Shortlisted for the Galaxy Popular Non-Fiction Book of the Year Award 2011.
How did we end up with one of the best mapping systems in the world, what is the Ordnance Survey and how did it originate? Rachel Hewitt’s history is comprehensive and reveals those early days, the military need for accurate mapping and the men who carried out the detailed and exhausting work to make those first maps. While I would have appreciated a full history of the Ordnance Survey, this at least does give the reader a detailed look at the beginnings of our obsession with maps.
Map of a Nation A Biography of the Ordnance Survey Synopsis
Map of a Nation tells the story of the creation of the Ordnance Survey map - the first complete, accurate, affordable map of the British Isles. The Ordnance Survey's history is one of political revolutions, rebellions and regional unions that altered the shape and identity of the United Kingdom over the eighteenth and nineteenth centuries. It's also a deliciously readable account of one of the great untold British adventure stories, featuring intrepid individuals lugging brass theodolites up mountains to make the country visible to itself for the first time.

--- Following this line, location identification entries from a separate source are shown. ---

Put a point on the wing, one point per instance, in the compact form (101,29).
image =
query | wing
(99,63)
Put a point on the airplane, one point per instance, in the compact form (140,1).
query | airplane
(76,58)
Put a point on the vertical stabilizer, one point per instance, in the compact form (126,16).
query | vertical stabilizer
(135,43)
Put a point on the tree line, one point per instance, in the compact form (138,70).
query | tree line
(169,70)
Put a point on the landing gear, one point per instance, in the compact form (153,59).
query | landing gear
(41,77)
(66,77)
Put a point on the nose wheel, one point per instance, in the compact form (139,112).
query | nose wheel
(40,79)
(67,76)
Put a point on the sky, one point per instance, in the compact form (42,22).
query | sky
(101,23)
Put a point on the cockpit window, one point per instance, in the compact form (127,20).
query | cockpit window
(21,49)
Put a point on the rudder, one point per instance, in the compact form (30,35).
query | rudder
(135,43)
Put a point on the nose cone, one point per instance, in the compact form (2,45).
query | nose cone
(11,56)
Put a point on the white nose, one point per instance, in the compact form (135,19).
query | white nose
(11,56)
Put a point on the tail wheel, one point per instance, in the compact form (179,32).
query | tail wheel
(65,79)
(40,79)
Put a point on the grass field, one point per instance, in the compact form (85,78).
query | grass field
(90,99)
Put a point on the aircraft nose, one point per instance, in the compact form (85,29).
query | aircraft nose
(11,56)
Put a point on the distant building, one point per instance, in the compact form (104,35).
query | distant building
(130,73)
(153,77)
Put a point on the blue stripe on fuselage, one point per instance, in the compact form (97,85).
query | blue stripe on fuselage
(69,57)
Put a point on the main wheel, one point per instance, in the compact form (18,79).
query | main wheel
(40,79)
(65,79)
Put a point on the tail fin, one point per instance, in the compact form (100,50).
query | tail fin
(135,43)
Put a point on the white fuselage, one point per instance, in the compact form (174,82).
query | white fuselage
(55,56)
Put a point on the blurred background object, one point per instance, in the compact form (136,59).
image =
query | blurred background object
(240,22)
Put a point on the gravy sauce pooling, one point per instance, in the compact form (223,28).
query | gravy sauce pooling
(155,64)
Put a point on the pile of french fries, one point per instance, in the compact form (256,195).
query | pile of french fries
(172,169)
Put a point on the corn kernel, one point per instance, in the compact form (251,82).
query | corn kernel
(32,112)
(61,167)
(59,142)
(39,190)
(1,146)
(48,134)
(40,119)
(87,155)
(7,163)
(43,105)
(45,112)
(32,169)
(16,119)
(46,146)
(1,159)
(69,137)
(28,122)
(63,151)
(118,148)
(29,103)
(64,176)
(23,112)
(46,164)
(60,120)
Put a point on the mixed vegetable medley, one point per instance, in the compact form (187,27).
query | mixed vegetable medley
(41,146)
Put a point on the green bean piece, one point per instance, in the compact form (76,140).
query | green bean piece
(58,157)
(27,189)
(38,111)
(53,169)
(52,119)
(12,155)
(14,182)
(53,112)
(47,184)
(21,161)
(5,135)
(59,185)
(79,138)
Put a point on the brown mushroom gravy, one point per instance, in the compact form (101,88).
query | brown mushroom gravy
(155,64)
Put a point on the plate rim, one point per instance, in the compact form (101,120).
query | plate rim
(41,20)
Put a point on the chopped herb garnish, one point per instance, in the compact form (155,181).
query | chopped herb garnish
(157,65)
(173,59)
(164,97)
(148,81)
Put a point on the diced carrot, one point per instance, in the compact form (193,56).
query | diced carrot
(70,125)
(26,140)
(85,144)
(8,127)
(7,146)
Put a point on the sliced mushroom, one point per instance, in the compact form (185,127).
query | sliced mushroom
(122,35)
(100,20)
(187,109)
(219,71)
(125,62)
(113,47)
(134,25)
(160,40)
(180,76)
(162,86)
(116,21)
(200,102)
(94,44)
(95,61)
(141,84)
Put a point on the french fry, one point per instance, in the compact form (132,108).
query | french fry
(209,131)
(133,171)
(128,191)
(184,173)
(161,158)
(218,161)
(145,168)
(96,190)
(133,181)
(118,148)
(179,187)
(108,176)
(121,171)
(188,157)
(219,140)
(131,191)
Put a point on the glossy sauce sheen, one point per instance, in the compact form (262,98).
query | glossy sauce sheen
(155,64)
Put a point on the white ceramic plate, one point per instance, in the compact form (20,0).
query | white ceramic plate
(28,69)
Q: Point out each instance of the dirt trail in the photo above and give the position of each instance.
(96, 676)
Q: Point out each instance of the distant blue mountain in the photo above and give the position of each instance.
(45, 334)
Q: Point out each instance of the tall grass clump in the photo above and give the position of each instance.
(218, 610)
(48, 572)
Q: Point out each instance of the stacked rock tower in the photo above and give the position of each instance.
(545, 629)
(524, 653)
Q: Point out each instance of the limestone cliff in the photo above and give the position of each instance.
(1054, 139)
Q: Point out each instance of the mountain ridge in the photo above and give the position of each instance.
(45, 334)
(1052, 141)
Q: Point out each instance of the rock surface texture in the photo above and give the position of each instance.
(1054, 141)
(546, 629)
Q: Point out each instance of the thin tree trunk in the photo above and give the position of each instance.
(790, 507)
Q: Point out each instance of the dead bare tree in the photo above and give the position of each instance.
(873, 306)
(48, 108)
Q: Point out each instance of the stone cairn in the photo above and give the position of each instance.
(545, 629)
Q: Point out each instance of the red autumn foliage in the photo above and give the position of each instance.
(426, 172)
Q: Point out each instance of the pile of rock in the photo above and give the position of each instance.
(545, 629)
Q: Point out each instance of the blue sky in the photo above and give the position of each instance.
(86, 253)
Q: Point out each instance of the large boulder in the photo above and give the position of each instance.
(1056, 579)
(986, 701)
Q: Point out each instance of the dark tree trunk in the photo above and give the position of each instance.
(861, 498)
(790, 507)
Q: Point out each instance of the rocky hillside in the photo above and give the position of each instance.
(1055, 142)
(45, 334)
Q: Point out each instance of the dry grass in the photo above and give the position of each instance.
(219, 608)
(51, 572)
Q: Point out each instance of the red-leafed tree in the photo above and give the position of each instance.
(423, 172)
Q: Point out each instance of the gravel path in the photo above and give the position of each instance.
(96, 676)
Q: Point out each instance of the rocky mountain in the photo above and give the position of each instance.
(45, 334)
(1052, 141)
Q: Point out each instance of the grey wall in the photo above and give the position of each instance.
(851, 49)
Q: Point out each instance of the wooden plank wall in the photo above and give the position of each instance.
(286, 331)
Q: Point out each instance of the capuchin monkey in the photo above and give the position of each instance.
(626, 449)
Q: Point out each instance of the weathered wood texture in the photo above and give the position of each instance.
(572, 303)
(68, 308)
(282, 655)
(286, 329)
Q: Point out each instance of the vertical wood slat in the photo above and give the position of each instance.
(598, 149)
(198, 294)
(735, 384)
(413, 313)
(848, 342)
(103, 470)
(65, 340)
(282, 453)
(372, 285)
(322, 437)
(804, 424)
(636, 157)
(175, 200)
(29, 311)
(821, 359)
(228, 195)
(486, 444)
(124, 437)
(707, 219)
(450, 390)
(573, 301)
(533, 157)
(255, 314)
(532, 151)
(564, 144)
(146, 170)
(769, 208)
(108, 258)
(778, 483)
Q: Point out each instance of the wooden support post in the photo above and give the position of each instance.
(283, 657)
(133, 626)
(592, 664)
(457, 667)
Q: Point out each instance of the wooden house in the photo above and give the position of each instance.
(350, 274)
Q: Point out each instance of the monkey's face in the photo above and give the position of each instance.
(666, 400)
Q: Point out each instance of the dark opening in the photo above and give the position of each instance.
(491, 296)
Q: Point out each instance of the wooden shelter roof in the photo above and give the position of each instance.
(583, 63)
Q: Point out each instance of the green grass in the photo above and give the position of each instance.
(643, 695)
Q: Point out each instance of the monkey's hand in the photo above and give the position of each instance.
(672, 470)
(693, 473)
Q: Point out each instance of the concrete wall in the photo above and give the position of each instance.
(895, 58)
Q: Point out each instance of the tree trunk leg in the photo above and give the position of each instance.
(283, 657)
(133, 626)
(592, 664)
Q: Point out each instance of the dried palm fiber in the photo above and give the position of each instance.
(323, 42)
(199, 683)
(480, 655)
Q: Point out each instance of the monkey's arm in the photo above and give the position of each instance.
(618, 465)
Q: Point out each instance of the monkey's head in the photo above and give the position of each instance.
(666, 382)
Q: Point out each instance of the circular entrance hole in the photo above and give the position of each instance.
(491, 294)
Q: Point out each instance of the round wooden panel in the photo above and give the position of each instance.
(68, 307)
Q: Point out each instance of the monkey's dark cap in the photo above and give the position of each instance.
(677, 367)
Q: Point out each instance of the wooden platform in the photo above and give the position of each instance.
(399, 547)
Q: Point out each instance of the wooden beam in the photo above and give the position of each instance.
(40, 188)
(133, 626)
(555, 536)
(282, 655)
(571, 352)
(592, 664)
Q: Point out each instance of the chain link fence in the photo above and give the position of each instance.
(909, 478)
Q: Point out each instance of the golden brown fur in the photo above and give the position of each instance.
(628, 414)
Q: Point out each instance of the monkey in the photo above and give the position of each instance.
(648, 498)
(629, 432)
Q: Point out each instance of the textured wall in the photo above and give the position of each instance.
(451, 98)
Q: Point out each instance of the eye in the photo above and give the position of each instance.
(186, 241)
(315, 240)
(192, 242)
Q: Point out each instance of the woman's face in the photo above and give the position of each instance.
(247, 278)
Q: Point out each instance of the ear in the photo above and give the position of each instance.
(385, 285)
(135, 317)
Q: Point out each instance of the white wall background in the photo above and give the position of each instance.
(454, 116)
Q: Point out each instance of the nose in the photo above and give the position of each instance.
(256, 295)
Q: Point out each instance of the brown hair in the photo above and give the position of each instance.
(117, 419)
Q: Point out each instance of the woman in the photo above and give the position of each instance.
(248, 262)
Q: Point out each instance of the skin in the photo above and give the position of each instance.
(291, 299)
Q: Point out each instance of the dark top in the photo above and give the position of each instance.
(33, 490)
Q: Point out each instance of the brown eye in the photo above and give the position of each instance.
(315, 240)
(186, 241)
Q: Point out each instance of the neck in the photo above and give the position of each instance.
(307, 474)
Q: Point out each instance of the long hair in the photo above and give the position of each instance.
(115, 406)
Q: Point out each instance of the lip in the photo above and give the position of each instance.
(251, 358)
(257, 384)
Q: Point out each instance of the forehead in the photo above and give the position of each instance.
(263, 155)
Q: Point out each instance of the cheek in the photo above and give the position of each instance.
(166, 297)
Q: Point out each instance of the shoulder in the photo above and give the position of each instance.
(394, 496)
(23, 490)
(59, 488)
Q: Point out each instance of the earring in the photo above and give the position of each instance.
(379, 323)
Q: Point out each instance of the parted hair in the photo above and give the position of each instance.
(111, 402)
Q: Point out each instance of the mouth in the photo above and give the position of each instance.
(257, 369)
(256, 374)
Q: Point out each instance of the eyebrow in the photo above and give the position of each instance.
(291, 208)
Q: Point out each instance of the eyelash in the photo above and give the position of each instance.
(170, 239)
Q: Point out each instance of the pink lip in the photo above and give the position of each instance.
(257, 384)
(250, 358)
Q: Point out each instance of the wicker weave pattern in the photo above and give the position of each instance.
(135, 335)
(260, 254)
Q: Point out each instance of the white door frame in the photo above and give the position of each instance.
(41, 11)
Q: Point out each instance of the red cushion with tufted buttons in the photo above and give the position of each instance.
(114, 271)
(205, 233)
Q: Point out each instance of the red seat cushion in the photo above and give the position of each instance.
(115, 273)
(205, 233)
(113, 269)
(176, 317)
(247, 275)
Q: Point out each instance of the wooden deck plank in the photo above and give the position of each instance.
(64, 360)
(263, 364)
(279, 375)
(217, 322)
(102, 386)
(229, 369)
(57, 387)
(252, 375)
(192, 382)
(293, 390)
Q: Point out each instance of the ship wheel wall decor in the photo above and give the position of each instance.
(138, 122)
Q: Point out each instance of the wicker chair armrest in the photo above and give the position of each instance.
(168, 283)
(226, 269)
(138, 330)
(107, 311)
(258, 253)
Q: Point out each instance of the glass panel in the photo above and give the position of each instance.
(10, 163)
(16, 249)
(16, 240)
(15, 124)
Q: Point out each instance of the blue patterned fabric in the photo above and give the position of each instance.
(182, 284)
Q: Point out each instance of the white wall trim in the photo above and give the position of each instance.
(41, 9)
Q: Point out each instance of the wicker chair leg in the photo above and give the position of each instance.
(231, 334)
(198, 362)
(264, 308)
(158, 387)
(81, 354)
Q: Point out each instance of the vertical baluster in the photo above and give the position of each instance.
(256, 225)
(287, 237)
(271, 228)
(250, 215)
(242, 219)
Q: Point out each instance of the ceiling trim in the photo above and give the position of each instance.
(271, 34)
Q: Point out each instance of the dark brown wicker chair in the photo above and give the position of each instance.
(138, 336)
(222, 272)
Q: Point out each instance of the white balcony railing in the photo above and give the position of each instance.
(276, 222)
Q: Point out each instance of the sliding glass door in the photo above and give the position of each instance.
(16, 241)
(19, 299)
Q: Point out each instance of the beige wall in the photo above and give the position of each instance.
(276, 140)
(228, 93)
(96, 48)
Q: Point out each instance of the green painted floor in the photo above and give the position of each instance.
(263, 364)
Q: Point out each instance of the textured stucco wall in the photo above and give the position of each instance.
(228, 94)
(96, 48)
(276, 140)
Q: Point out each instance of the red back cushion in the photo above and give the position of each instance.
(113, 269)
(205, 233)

Rachel Hewitt completed her doctoral thesis at the university of London in 2008, and is currently a Research Fellow at Queen Mary, University of London and Westfield. She is the author of Map of a Nation: A Biography of the Ordnance Survey (Granta Books) which won the Royal Society of Literature Jerwood Award for Non-Fiction, awarded to authors engaged on their first major commissioned works of non-fiction.